I started to ponder what others saw. When walking down the street what about others thought, what thoughts consumed there beings. However, the light bulb in my brain flashed a brighter warm gold color at the most captivating thought I had. What did others see me as when I passed by on the street or met them for the first time?
I got up from my place on the coach and slowly walked into the bathroom. Flicking on the light, I looked into the mirror and seemed to see myself differently. I gazed into the reflective rectangle above my sink and wondered. I saw a girl of seventeen with a broad forehead red-brown hair with natural highlights, green eyes, a full bottom lip, and a black v-cut t-shirt. Yet, what did a stranger see?
I tried to imagine myself as a stranger. I tried to envision myself as a girl or boy walking down the street. Possibly in a city or small town, walking swiftly along the old cracked sidewalk occasionally bumping shoulders with other people on the busy street and maybe I was on my way to school or work. Maybe I was late or maybe early having enough time to stop for a morning coffee. Maybe I would get a donut if I chose to go to that donut shop. Or maybe I just had a quick minuet and would go in get the coffee and go that is if I was not actually running late.

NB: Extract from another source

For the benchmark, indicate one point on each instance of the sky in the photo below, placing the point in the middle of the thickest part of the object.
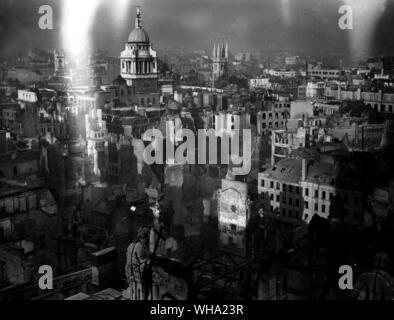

I tried to envision a stranger, who had no connections to me, the girl standing in the mirror on the wall. I imagined someone who had on biases or problems. I figured, as this stranger, I was wearing a black coat or maybe a brown coat. Something that shouted “normal”, nothing that made me stand out. And possibly, I was in a bad mood, having started my day running behind or maybe I just had my morning cup of coffee and was in a great mood. Maybe I did not care. Maybe I was excited to get where I was going or maybe not. Maybe I, the stranger, was not actually going anywhere. Maybe I just wanted some fresh air before I started my day at home all alone. Maybe I was not going home to an empty home or apartment and actually had a family waiting to welcome me back. However, I, the girl in the mirror, would not know. I now was a stranger after all.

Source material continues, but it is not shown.